Nous savons en effet que celui-ci n’est pas viable à long terme puisque, rappelons-le, viser une croissance infinie dans un monde fini dont les ressources s’épuisent à vue d’œil relève soit de la myopie soit du déni.
Ainsi, les discours transhumanistes ou ceux qui envisagent une vie prochaine sur Mars s’inscrivent parfaitement dans cette rhétorique.
Il faut avoir conscience de ce récit de l’avenir, en reconnaître la valeur, mais également savoir qu’il ne s’agit là que d’un récit parmi beaucoup d’autres ! Encore une fois, c’est une affaire d’éducation au futur, ou plutôt aux futurs possibles.
Penser global et agir local
Il existe enfin une incompréhension majeure dans la façon dont nous concevons notre rapport à l’avenir.
Nous pensons souvent qu’il est indispensable de savoir exactement où nous serons dans 15, 20, 50 ou 100 ans avant d’agir. Après tout, il semble logique de savoir où aller avant de se mettre en chemin.
Or, si intellectuellement cette idée tient la route et peut rassurer, elle ne résiste pas à l’épreuve du réel car le nombre de variables en jeu est trop important.

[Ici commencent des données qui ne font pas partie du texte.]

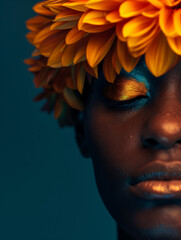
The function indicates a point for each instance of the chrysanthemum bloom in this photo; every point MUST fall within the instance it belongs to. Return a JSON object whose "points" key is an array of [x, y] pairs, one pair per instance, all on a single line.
{"points": [[73, 38]]}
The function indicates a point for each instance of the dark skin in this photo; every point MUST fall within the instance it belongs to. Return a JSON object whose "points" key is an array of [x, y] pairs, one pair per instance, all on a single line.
{"points": [[121, 141]]}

Néanmoins, cela n’empêche nullement d’avoir une pensée dite systémique, c’est-à-dire prenant en compte… toutes ces variables !
Par exemple, je peux savoir que consommer des produits biologiques des producteurs de ma région est salutaire pour la planète sans être capable de décrire précisément quelle sera la situation induite par cette habitude en 2035.
À ce titre, nous sommes, tels des Christophe Colomb du futur, en quête d’un nouveau monde mais sans savoir précisément là où nous débarquerons !
Et c’est d’ailleurs pourquoi il faut rester fidèle à la maxime de Gaston Berger, l’un des pères fondateurs de la prospective, qui affirmait : « Demain est moins à découvrir qu’à inventer. »
L’action permet de conjurer la peur potentielle des lendemains. Mais attention, agir tous azimuts n’est pas la solution. Si nos sociétés semblent accorder une prime à ceux qui s’engagent partout et tout le temps, et bien que cela puisse donner de magnifiques résultats !
Gardons toujours en tête cette phrase d’Albert Einstein : « Si j’avais une heure pour résoudre un problème, je passerais 55 minutes à réfléchir au problème, et 5 minutes à réfléchir à des solutions. »
C’est ici un message d’espoir car le nombre de cerveaux, humains comme technologiques, qui réfléchissent aux maux contemporains – et donc au monde d’après – ne cesse d’augmenter.
La clé de lendemains qui chantent repose ainsi sur des actions éclairées prenant en compte le temps long de la réflexion, la connaissance fine du passé, la critique des poncifs du futur et une pensée systémique.
Une tâche ardue qui plaide en faveur de l’enseignement de l’ensemble de ces compétences et savoir-faire à l’école, dès le plus jeune âge.
C’est à cette seule condition que les jeunes générations pourront s’atteler au plus grand défi du XXIe siècle : inventer de nouveaux futurs souhaitables.